Gladwell took an hour to ensure
that the staffers got transport home, in many cases relying on the Marines to
stop taxis for them. He wished there was more he could do for the US citizens
at the Embassy, but after talking to Randhawa, he was told that there were only
five trucks, and there was no room for others. Gladwell had agreed on a
rendezvous point with Randhawa and asked all his staffers to get there with
their families. He only hoped most of them would get there safely.
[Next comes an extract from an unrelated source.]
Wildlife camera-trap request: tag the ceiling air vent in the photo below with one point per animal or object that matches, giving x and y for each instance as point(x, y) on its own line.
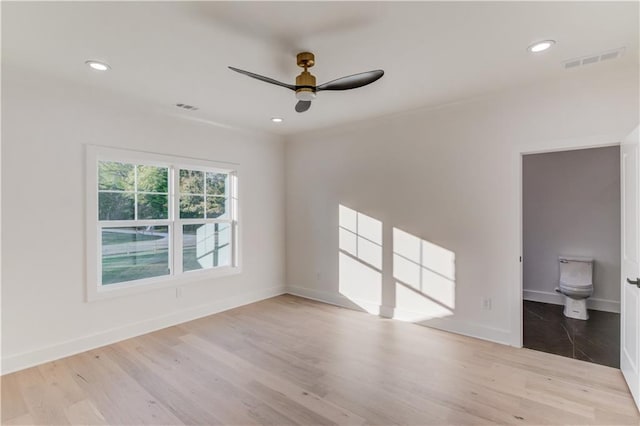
point(187, 107)
point(592, 59)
Gladwell had initially been
skeptical about the rumors about the Biters being bloodthirsty monsters who
could not be killed. But in the ten minutes since they had left the Embassy, he
was more scared than he had ever been before. All around him, small groups of
Biters, covered in blood and grotesque wounds, roamed through the city at will,
attacking anyone they saw. He saw a couple of police posts that had been
overrun, and his stomach had churned at the sight of what had remained of the
policemen.
The SUV screeched to a halt
outside Gladwell’s home and the two Marines at the back stepped out, their
assault rifles at the ready. The driver was also armed, but he kept the engine
running as Gladwell sprinted inside and came out a minute later with Jo and
Jane. As he herded them into the vehicle, Jane saw a trio of Biters walk
towards them and she screamed. That got their attention and they increased
their pace.
‘Get inside now!’
Jane was now crying in terror and
had to be bodily lifted inside the vehicle. The driver backed away and began
the journey to the highway where they were to link up with Randhawa. In theory
it was only a twenty-minute drive, but now they were going to drive through a
city teeming with Biters.
***
‘Sir, the road’s too blocked with
cars. There’s no way we can proceed!’
Between the driver’s increasingly
panic-stricken updates, Jane’s continuous sobbing and one of the Marines’ loud
prayers, Gladwell was having trouble concentrating on keeping all of them
alive. This was the third dead end they had hit in the last ten minutes, and he
was beginning to regret having taken the SUV in the first place. True, they
comfortably fit into it, but with the streets littered with abandoned vehicles,
it was that much tougher to find a way through the maze. On the flip side, they
had managed to store some stocks of drinking water and canned food in the
trunk, but Gladwell was pretty sure by now that they were at more imminent risk
of dying at the hands of Biters instead of thirst or hunger.